Domènech never saw his masterpiece finished. 

He died in 1923, and his son, Pere Domènech i Roura, carried Hospital de Sant Pau to its completion. And there it stood, caring for patients within its sunset-hued walls for nearly 80 years, until patient treatment was moved to a more modern facility next door in 2009. Then, in a massive restoration, the historic complex was returned to its former glory, and reopened its doors: this time, to visitors. 

Hospital de San Pau’s second life

Today, the hospital is a UNESCO World Heritage Site, and is often called the largest Art Nouveau complex in the world. Where patients, eyes large with wonder at the pavilion’s beauty, once sat in hospital beds, there are now offices for enterprises like the World Health Organization.
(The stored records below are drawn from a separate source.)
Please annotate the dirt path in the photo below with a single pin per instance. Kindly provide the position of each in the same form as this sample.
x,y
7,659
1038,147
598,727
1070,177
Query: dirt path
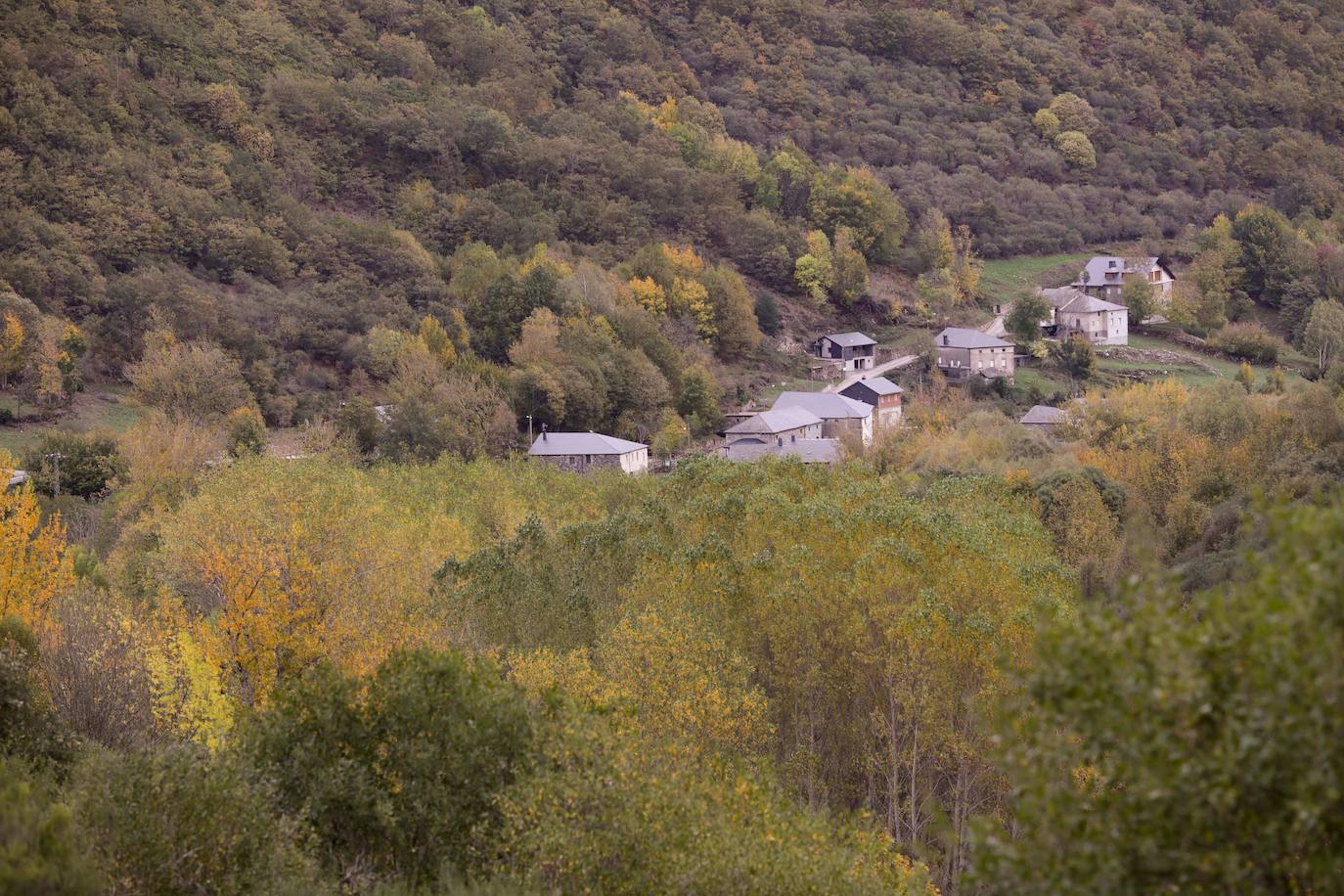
x,y
894,364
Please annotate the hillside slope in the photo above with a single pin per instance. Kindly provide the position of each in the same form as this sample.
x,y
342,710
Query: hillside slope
x,y
281,176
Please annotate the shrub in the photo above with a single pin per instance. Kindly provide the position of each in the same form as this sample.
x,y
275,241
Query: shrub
x,y
87,464
176,821
38,848
397,776
1249,341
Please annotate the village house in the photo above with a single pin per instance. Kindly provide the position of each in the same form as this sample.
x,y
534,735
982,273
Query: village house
x,y
1097,320
807,450
584,452
969,352
769,426
882,394
854,351
1105,277
1042,417
839,414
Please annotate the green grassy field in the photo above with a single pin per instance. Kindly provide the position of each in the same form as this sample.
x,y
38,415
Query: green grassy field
x,y
1007,276
87,413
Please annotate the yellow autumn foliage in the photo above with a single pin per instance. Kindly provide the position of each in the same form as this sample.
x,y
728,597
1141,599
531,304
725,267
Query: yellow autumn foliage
x,y
34,564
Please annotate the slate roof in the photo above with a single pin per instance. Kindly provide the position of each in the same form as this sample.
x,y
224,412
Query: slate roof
x,y
1045,416
962,337
851,338
877,384
1062,295
775,421
807,450
829,406
1084,304
552,443
1099,265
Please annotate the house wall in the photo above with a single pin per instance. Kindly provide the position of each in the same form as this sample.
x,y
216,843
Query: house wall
x,y
629,463
963,363
811,431
1099,328
837,427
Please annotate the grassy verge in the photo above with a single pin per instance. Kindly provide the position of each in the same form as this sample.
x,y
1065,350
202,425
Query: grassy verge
x,y
1005,277
104,407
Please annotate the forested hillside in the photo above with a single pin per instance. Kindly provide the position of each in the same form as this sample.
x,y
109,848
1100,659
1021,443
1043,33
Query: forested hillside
x,y
281,177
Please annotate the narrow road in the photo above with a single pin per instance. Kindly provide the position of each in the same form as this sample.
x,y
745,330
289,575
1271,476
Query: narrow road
x,y
894,364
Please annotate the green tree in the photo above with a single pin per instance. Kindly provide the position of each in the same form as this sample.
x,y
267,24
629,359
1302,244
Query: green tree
x,y
11,348
1075,357
89,464
42,852
699,400
815,272
1174,747
246,432
1023,321
1075,148
1138,295
851,270
1324,334
1246,377
191,381
176,820
1268,245
395,771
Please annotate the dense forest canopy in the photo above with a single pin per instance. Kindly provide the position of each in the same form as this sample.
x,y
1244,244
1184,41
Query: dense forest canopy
x,y
281,177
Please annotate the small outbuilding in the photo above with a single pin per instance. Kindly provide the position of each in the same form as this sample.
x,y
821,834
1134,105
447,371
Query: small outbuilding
x,y
882,394
839,414
855,351
584,452
1042,417
768,426
807,450
969,352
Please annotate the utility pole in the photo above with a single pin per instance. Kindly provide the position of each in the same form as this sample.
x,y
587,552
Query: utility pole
x,y
56,463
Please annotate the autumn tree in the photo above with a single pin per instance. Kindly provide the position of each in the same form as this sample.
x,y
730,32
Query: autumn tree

Anyone can visit. It’s about a 15-minute walk from the Sagrada Família with a fraction of the crowds. “If the hospital were taken away, it’d change Barcelona’s soul,” wrote Dr. Josep Cornudella.

More than a hundred years ago, someone glanced at the grim, desolate conditions Barcelona’s sick and weak lived in, and instead decided to give them sunshine and flowers.

Hospital de sant pau, beauty, hospital, Spain, healing
This hallway illuminates so much of Hospital de Sant Pau’s beauty. Photo credit: Wikimedia Commons

We tend to regard beauty as a reward, something you earn, buy, or travel far to see on vacation. Lluís Domènech i Montaner built a hospital with the exact opposite mindset: beauty is a form of care, something you give people precisely when they’re at their most frightened and least powerful, like a bowl of chicken noodle soup or a particularly fuzzy blanket.

Maybe that’s why Sant Pau tends to stop visitors in their tracks. It’s not just that the tile work is breathtaking or the gardens smell of lavender. It’s the argument that lies at the center of the place: that everyone deserves to look up from a sickbed and see something wonderful.